Statistical Significance Chrome Extension For Google Analytics
In March I wrote a script for the statistical evaluation of time-frame comparisons in Google Analytics. The idea seemed well received, but who wants to have to hit F12, open their developer console, and then come back to my blog post for the code… every time you want to run the script?
So, I converted the script into a Chrome Extension (click below)!
This Chrome Extension also extends the original functionality of the script, by utilizing Student’s t-test for comparisons with more than 40 data points. Additionally, there were bugs in the first edition that limited the script’s application to certain metrics (E-commerce revenue, bounce rate, etc). This new version should work with all graphable metrics.
As I suggested in my original post, it’s important to incorporate statistical significance into our interpretation of Google Analytics data. Barring at least some consideration of the statistics behind our data analyses, we risk identifying false positives as meaningful factors, and incorrectly allocating resources. If you need a quick brush-up on the basics and purpose of statistical testing, I recommend taking a look at Statistical Significance in a Testing World by Adam Sugano (check out his original article as well).
While my chrome extension aims to extend the strengths of Google Analytics (namely, responsive ad-hoc queries and visual comparison), analysts wishing to conduct a more-detailed statistical analysis should turn to the R Google Analytics project. If you have never used R, but you paid a bit of attention in your college stats class, and are familiar with a scripting language, you should be able to jump right in.
Matt Clarke at TechPad provides a great tutorial on connecting your Google Analytics account with R.
Getting back to this Chrome extension, there are several examples of when we would make temporal (time-frame) comparisons of metrics in Google Analytics. In each of the following examples, we should be comparing engagement metrics before and after the event. We should also ensure that any percentage changes reported in Google Analytics are statistically significant.

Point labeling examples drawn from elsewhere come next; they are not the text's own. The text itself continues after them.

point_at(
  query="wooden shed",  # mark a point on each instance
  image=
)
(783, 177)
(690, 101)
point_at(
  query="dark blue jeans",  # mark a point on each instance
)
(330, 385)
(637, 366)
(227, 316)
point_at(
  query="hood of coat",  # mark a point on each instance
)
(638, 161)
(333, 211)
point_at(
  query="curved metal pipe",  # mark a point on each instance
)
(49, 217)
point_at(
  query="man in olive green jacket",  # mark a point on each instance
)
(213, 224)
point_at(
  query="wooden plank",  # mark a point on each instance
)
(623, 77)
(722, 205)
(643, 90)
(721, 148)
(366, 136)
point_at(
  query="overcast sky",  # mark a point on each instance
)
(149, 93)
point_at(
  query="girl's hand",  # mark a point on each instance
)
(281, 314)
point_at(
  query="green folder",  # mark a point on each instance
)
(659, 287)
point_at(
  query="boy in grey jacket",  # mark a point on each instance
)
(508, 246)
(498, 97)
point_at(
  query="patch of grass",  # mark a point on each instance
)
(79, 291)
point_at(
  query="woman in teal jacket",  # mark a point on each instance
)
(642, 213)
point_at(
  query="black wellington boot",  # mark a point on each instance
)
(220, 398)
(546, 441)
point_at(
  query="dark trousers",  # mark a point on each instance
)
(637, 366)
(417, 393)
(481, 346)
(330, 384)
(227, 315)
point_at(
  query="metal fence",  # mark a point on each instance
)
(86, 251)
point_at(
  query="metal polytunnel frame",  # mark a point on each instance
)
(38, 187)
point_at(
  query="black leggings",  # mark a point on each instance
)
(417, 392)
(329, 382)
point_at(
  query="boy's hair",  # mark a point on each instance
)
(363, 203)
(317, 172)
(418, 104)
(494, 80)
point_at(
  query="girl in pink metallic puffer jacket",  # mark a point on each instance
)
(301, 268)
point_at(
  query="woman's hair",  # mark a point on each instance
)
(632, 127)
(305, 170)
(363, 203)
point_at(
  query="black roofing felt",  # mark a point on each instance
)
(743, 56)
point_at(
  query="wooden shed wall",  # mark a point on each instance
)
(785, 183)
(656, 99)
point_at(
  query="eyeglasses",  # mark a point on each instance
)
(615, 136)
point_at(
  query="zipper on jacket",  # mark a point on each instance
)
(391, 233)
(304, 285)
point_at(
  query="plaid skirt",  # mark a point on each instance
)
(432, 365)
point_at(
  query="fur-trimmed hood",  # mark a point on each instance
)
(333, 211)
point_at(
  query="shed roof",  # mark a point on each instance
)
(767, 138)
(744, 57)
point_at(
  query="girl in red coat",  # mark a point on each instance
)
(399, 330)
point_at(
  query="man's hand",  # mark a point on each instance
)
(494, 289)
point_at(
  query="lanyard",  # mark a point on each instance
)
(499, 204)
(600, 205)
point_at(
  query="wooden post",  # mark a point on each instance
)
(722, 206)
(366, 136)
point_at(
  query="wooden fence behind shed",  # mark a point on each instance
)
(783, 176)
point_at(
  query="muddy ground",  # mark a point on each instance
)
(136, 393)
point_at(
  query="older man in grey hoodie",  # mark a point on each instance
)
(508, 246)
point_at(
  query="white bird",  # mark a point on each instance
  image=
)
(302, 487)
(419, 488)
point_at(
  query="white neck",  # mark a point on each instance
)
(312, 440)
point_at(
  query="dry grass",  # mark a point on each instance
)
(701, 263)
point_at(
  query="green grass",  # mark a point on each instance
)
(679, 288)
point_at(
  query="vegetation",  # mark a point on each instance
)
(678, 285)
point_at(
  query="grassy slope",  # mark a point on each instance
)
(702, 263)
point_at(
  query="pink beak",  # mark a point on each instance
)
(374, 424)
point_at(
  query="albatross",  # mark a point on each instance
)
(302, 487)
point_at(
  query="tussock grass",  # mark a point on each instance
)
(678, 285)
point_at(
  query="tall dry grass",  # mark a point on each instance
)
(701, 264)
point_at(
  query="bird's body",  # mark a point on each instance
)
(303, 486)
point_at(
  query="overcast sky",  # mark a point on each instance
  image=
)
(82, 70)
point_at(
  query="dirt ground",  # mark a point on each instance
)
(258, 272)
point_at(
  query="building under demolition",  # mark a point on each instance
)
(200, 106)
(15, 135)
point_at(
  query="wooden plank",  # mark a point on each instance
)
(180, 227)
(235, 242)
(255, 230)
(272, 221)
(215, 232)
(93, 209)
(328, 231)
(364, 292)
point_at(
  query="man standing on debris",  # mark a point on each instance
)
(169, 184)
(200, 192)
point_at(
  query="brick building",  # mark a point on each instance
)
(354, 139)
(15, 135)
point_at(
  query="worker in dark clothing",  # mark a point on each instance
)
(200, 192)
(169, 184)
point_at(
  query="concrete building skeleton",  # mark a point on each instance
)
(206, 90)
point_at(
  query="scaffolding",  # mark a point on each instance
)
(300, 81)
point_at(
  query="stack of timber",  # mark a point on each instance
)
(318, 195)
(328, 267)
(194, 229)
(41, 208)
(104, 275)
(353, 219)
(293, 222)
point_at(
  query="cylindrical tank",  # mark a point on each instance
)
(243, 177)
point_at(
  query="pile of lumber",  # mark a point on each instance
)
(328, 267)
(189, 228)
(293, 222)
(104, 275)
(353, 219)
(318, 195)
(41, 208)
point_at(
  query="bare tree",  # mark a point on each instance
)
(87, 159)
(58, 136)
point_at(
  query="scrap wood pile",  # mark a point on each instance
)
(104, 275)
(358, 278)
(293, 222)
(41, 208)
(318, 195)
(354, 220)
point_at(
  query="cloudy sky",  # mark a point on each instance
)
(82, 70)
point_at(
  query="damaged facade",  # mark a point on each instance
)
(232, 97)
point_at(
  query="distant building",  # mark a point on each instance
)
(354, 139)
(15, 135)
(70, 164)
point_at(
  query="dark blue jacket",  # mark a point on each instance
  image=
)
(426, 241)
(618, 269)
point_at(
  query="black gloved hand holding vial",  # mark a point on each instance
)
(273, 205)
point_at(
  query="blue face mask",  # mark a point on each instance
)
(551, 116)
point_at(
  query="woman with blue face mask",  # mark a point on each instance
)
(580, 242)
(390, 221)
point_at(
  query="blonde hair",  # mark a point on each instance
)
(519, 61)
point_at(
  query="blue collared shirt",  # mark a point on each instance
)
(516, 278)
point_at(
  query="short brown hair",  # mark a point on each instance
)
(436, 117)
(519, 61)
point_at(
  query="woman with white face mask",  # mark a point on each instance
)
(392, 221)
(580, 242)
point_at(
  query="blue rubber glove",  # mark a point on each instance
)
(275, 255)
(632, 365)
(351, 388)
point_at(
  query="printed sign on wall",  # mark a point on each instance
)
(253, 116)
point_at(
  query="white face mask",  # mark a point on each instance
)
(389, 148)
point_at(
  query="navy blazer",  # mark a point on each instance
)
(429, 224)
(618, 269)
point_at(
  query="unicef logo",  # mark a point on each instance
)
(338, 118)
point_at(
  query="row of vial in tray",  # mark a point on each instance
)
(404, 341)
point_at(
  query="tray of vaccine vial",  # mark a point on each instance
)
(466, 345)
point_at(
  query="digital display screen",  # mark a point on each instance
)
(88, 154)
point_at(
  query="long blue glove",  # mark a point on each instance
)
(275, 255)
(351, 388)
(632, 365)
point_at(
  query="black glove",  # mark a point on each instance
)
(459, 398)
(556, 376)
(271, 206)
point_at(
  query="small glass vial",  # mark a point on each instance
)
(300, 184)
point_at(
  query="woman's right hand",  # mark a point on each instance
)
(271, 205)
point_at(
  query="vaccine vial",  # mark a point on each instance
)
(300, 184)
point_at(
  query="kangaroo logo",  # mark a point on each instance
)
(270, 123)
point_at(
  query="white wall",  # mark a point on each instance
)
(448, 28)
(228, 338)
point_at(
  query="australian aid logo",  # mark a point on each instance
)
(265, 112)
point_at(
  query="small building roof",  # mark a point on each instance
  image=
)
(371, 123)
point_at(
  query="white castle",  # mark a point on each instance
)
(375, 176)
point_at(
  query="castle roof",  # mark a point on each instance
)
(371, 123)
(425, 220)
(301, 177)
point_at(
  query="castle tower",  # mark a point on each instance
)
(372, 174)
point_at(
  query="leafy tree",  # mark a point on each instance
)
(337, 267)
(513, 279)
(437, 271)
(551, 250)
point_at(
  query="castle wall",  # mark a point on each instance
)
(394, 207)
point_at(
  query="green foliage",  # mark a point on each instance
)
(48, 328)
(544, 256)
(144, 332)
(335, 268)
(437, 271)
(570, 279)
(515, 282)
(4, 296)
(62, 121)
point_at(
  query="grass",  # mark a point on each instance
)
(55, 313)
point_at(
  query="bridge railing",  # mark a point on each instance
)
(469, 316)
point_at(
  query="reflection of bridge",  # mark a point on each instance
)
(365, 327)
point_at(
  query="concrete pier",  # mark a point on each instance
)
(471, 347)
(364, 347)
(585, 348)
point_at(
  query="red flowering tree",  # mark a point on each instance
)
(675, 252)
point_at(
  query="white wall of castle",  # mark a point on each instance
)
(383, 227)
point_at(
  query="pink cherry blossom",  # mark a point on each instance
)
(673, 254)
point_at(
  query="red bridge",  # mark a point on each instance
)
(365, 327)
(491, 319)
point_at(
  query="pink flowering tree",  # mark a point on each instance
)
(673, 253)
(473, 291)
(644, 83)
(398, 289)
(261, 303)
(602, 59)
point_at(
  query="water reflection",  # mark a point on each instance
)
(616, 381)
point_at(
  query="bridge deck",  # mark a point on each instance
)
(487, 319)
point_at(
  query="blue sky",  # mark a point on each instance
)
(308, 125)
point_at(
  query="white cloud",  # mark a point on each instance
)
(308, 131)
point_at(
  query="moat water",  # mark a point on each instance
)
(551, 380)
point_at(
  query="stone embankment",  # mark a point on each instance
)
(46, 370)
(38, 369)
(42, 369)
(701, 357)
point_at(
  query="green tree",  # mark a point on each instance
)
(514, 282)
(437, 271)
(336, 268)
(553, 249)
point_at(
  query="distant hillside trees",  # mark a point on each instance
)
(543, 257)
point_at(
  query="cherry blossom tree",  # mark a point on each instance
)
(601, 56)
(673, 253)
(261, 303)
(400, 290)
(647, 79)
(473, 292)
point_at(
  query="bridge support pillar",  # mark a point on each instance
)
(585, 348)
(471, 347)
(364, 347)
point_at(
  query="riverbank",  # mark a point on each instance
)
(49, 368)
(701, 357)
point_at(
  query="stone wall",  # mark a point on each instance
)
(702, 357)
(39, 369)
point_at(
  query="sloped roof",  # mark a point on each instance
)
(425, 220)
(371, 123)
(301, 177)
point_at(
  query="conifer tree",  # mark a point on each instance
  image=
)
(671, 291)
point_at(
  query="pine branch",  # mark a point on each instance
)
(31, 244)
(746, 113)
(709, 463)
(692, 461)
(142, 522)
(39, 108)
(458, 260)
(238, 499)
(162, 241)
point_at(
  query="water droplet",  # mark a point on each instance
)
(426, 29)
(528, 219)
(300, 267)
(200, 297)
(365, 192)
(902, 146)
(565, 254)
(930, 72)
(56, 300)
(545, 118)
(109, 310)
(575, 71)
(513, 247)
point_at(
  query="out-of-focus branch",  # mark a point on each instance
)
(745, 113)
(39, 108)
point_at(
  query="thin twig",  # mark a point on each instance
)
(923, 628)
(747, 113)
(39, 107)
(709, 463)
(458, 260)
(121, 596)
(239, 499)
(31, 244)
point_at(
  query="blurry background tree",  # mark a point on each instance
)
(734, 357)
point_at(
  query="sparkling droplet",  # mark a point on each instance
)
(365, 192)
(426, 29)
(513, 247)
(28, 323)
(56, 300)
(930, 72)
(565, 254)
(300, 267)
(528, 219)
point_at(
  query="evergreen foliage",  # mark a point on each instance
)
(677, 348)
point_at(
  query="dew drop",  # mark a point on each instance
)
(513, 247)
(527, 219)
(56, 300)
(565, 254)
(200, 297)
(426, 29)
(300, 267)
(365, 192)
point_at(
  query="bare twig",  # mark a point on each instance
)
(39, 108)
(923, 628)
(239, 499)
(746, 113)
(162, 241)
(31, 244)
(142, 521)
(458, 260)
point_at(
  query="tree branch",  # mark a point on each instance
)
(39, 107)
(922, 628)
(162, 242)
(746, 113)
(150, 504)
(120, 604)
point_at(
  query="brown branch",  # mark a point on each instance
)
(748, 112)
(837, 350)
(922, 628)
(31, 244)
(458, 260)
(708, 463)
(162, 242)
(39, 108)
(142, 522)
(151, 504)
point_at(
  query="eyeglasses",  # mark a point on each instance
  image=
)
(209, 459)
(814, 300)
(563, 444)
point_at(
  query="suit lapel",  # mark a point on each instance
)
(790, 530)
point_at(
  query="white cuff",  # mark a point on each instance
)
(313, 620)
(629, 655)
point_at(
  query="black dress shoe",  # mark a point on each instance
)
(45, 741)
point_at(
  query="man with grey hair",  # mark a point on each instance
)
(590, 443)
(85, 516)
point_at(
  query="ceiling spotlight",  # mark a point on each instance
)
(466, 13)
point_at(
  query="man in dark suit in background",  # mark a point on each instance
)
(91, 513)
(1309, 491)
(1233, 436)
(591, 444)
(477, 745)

- Website updates have been pushed
- Website has experienced change in exposure. Mention by a large news source, etc.
- New marketing campaigns
- Concerns that a search algorithm change is affecting traffic
- Concerns that a change in traffic demographics is affecting conversions
Extensions / Feedback
Now the most important part of this post. What do you think about the approach to incorporate more statistical consideration into our Google Analytics analysis? Worthwhile? Waste of time?
And what do you think about the current state of the Chrome extension? What types of improvements would you most like to see? Some potential improvements might include:
- Support for comparison of advanced segments (pairwise / aggregate)
- More-detailed output (average, median, average difference, per-day)
- Support for exporting graph data points/calculated statistics as a CSV
Note: n is the number of data points (the number of hours, days, weeks, or months in your timeline). If you are looking at a full year’s worth of data at monthly points, n = 12.
- For 6 < n <= 40, Wilcoxon Signed-Rank test is used. The exact p-value is not returned, only tested at 0.1, 0.05, and 0.01 levels.
- For 40 < n < 58, Student’s Paired t-test is used. The exact p-value is returned.
- Updated to work with all graphable metrics
- Warns if start date is not the same weekday for the two time-frames to be compared
- Will not run if the time-frames are different lengths
We make several assumptions about the data’s distribution in order to use the Wilcoxon Signed-Rank test and the Student’s Paired t-test. We do not estimate that these assumptions are unreasonable for most Google Analytics data.